06.04.2011
Finanzgericht Düsseldorf: Urteil vom 02.11.2010 – 10 K 1301/10 Kg
- Ein für weniger als 12 Monate von seinem polnischen Arbeitgeber in das Inland entsandter polnischer Staatsbürger, der ausschließlich in Polen sozialversicherungspflichtig ist, unterliegt gemäß Art. 14 Nr. 1 Buchstabe a VO (EWG) 1408/71 den Rechtsvorschriften Polens über soziale Sicherheit und damit nach Art. 4 Abs. 1 Buchstabe h VO (EWG) 1408/71 auch den polnischen Vorschriften über das Kindergeld.
- Deutsches Kindergeldrecht ist mangels eines Anwendungsbefehls zugunsten des nationalen Rechts in §§ 62 ff.
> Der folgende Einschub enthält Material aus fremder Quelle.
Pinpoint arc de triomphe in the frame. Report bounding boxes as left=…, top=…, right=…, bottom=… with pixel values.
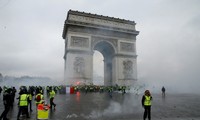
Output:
left=62, top=10, right=139, bottom=85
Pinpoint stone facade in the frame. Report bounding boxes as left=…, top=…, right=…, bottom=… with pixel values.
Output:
left=63, top=10, right=139, bottom=85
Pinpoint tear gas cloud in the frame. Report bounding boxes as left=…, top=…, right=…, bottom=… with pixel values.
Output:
left=0, top=0, right=200, bottom=93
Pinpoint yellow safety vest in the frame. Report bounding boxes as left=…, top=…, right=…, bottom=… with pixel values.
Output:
left=35, top=93, right=44, bottom=104
left=144, top=95, right=151, bottom=106
left=49, top=90, right=56, bottom=98
left=19, top=94, right=28, bottom=106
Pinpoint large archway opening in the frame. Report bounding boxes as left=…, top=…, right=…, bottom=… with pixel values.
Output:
left=93, top=50, right=104, bottom=85
left=93, top=41, right=115, bottom=85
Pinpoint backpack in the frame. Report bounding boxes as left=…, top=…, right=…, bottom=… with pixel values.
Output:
left=36, top=95, right=41, bottom=102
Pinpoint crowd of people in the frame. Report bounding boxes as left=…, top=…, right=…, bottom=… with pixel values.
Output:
left=0, top=86, right=63, bottom=120
left=0, top=85, right=166, bottom=120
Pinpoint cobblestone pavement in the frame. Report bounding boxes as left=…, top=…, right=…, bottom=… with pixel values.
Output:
left=0, top=93, right=200, bottom=120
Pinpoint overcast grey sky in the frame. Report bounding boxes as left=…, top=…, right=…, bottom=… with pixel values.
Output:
left=0, top=0, right=200, bottom=92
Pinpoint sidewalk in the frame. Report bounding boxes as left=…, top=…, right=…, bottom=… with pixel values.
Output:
left=0, top=93, right=200, bottom=120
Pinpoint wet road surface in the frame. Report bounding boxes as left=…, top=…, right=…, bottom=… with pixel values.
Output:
left=0, top=93, right=200, bottom=120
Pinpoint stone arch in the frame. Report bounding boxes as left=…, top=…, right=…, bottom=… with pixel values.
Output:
left=62, top=10, right=139, bottom=85
left=93, top=41, right=115, bottom=85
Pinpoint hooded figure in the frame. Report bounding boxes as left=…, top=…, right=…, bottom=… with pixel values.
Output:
left=142, top=90, right=152, bottom=120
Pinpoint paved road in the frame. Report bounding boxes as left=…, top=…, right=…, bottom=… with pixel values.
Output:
left=0, top=93, right=200, bottom=120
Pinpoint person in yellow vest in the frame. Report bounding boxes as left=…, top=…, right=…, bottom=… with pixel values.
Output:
left=35, top=89, right=44, bottom=108
left=142, top=90, right=152, bottom=120
left=49, top=87, right=56, bottom=109
left=28, top=89, right=33, bottom=112
left=17, top=89, right=30, bottom=120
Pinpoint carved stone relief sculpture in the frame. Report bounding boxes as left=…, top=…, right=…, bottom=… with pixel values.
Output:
left=120, top=42, right=134, bottom=52
left=71, top=36, right=89, bottom=48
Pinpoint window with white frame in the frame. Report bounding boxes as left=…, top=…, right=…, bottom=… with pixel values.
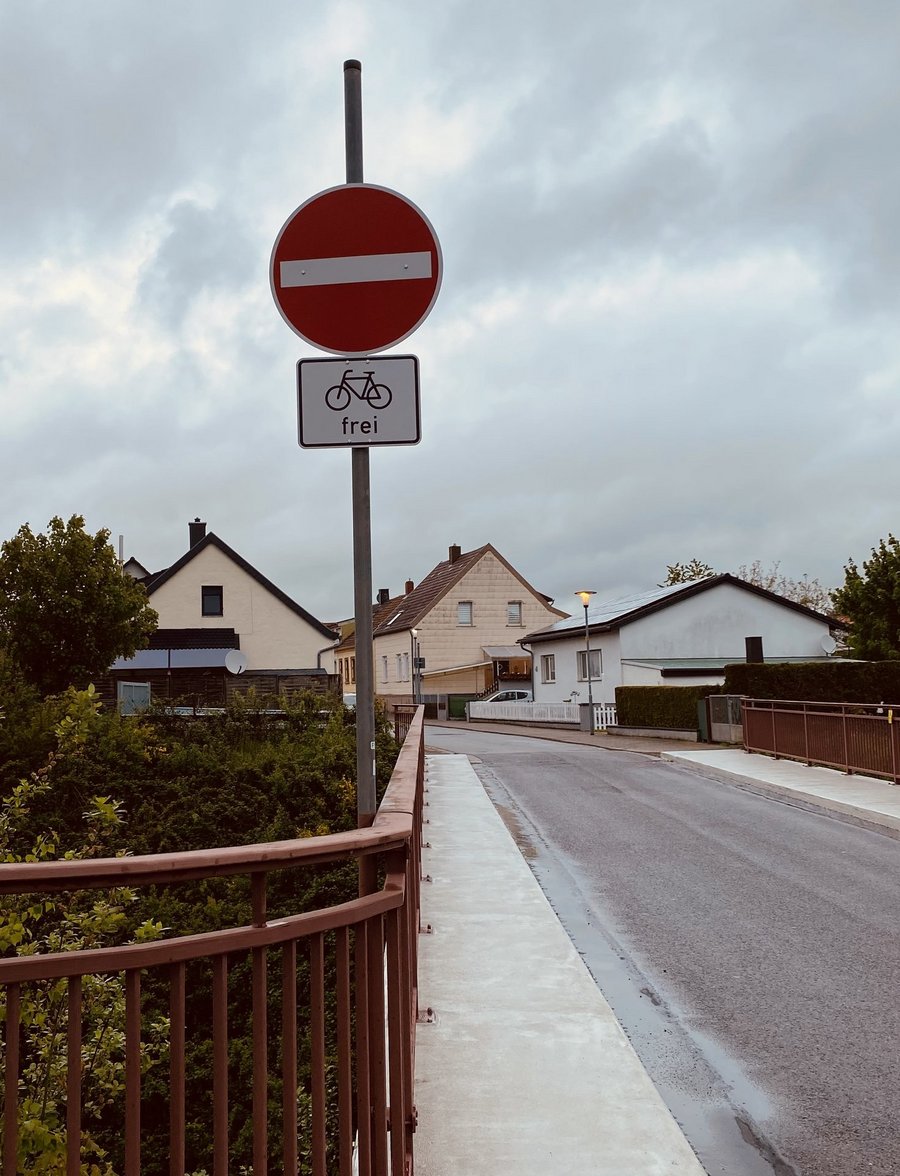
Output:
left=578, top=649, right=604, bottom=682
left=200, top=584, right=225, bottom=616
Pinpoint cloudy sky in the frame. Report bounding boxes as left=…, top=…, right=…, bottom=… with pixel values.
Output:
left=0, top=0, right=900, bottom=620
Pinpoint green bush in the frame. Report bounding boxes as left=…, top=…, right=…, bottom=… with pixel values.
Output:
left=615, top=686, right=721, bottom=730
left=0, top=682, right=398, bottom=1174
left=721, top=659, right=900, bottom=706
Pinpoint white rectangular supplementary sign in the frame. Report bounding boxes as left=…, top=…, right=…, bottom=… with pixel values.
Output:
left=279, top=250, right=432, bottom=289
left=296, top=355, right=421, bottom=449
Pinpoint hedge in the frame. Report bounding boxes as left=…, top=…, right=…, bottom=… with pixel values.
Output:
left=718, top=659, right=900, bottom=706
left=615, top=686, right=722, bottom=730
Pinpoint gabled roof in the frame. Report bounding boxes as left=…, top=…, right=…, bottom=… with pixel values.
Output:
left=522, top=572, right=847, bottom=643
left=145, top=532, right=338, bottom=641
left=373, top=543, right=566, bottom=637
left=334, top=596, right=404, bottom=655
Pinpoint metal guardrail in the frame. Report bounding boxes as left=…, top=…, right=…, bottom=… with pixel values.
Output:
left=741, top=699, right=900, bottom=783
left=0, top=708, right=425, bottom=1176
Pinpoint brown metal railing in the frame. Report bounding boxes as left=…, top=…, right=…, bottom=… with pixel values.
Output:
left=0, top=708, right=425, bottom=1176
left=394, top=702, right=419, bottom=743
left=741, top=699, right=900, bottom=783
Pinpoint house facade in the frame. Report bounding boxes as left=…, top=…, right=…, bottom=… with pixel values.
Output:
left=112, top=519, right=340, bottom=704
left=524, top=574, right=841, bottom=702
left=364, top=543, right=566, bottom=714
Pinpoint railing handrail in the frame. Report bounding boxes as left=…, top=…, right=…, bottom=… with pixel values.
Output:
left=740, top=695, right=900, bottom=714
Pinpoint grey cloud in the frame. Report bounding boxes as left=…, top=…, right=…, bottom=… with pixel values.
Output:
left=138, top=200, right=258, bottom=329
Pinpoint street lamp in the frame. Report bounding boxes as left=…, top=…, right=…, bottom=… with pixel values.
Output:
left=575, top=588, right=596, bottom=735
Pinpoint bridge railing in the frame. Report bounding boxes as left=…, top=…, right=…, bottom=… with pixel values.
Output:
left=741, top=699, right=900, bottom=783
left=0, top=708, right=425, bottom=1176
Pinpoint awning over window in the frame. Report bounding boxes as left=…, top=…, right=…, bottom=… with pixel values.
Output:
left=112, top=649, right=231, bottom=670
left=481, top=646, right=531, bottom=661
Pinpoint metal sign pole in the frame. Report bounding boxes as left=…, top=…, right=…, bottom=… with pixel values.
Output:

EStG auch nicht subsidiär anwendbar, wenn nach der VO (EWG) 1408/71 das Recht eines anderen Mitgliedstaats anwendbar ist.
- Aus der VO (EG) 883/2004 ergeben sich insoweit gegenüber der auf der VO (EWG) 1408/71 beruhenden Rechtslage keine Abweichungen.
- Eine unbeschränkte Einkommensteuerpflicht nach § 1 Abs. 3 EStG kann auch bei Anwendbarkeit deutschen Kindergeldrechts nur für die Monatszeiträume eine Kindergeldberechtigung nach § 62 Abs. 1 Nr. 2 b EStG begründen, in denen der Steuerpflichtige die für die fiktive Einkommensteuerpflicht nach § 1 Abs. 3 EStG erforderlichen inländischen Einkünfte im Sinne des § 49 EStG erzielt.
Tatbestand
Der Kläger ist polnischer Staatsangehöriger und der Vater des am 31. März 2003 geborenen „A” sowie der am 12. Juni 2006 geborenen „B”.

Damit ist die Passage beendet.